Basta de violência
A violência no Brasil atinge índices simplesmente estarrecedores. Como parâmetro desta escalada, basta citar que as companhias internacionais de seguros, nos casos das apólices de vida, calculam o custo do chamado risco Brasil sob os mesmos índices e parâmetros da Colômbia, um país que se engalfinha cada vez mais numa guerra civil cruel e sem tempo para acabar. A diferença fundamental é que lá o embate é oficial e aqui vivemos na terra do faz-de-conta.
Nas últimas décadas as estatísticas têm mostrado que o número de brasileiros que morrem vítimas da violência urbana tem sido superior, por exemplo, ao mesmo período vivido por guerras bélicas nos quatro cantos do mundo. E isso não é recente. Desde os anos 60, no auge da invasão norte-americana ao Vietnã, os números já indicavam que por aqui a carnificina era bem maior que aquela praticada em terras asiáticas. Desde então, nada - ou muito pouco - foi feito para mudar este panorama verde-amarelo, afinal, os mortos eram em sua maioria marginais, pobres ou negros que viviam nas periferias das grandes cidades.
O exército do lumpemproletariado - aliás, uma expressão típica da sociologia marxista - deixou nas últimas décadas os guetos urbanos e invadiu, no bom e mal sentido, os bairros de classe média e dos ricos emergentes. Como não foram vistos, se fizeram notar. É a lei da sobrevivência. Os donatários de Pindorama reagiram enclausurando-se em fortalezas munidas por parafernálias de segurança de última geração; transitando pelas ruas em carros blindados ou literalmente voando em helicópteros para fugir da miséria. Se enxergaram este flagelo nas esquinas, onde crianças mendigam ou esmolam em busca da sobrevivência, não foram capazes de estender - ou abrir - a mão, muito menos compreender que não é possível exigir destes miseráveis algo mais que revolta e ódio, principalmente numa sociedade tão desigual, desumana e injusta como a nossa.
O risco que corremos todos, independente de classe econômica ou social, é que o requinte destas organizações chegou ao ponto de dominar não só as ruas, mas todo o sistema carcerário. Assim, corre-se o risco de não ser mais o Poder Judiciário quem irá decidir o tempo de reclusão de qualquer preso, mas sim as facções que detêm o comando e o controle dos presídios. A violência escalou todos os degraus possíveis.
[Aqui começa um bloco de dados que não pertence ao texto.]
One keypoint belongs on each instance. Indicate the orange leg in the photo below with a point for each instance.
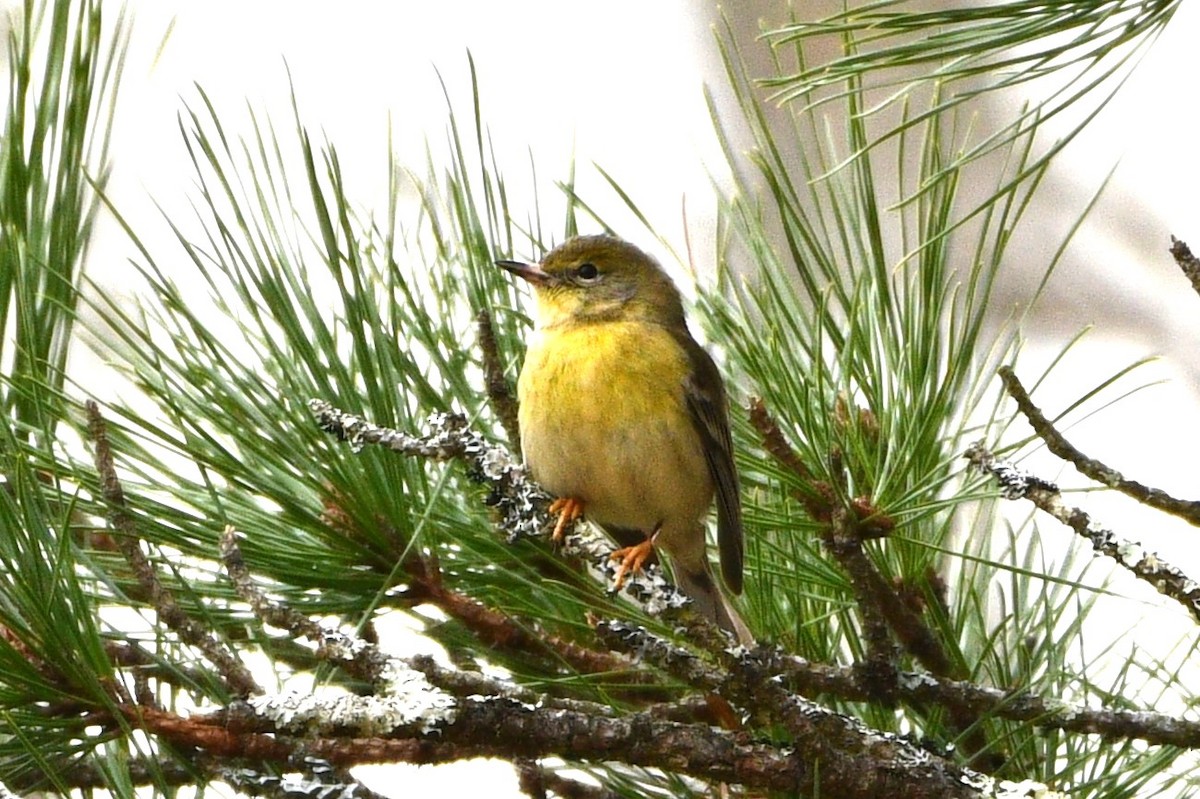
(569, 510)
(633, 558)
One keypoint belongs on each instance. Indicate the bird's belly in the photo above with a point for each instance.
(606, 428)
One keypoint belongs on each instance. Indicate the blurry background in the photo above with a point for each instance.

Nenhum cidadão pode se sentir seguro nas ruas, em casa, no trabalho, na escola; muito menos ter a certeza que os reclusos estarão pagando pelos crimes cometidos. Como não bastasse, estas confrarias têm agido nos últimos dias numa guerra deliberada contra a repressão que vem sendo imposta, assumindo atentados contra órgãos públicos. Alegam e reivindicam o fim dos maus tratos, da violência em todo o sistema. Sem dúvida que estão cobertas de razão pelas denúncias, afinal, elas acontecem de fato, no entanto a permissividade e a conivência entre bandidos e mocinhos fazem destas questões algo rotineiro, até mesmo interessante para ambos os lados, se transformando numa moeda de valor preciosa nas negociações intramuros. Cada privilégio tem um preço e o lance maior anestesia a consciência e aniquila o que resta de ânimo e esperança nos remanescentes pela ética. Diante deste quadro dantesco, alguma coisa precisa ser feita com a máxima urgência e necessariamente o primeiro passo tem de ser dado pelo poder público.
Não fossem as sucessivas frustrações políticas, nem a demagogia barata que costuma rechear os ideários partidários, teríamos neste ano eleitoral um excelente fórum de debates para discutir esta que é a mais grave de todas as questões sociais. A pergunta que fica é: onde está a saída? Tomara que não seja o aeroporto mais próximo.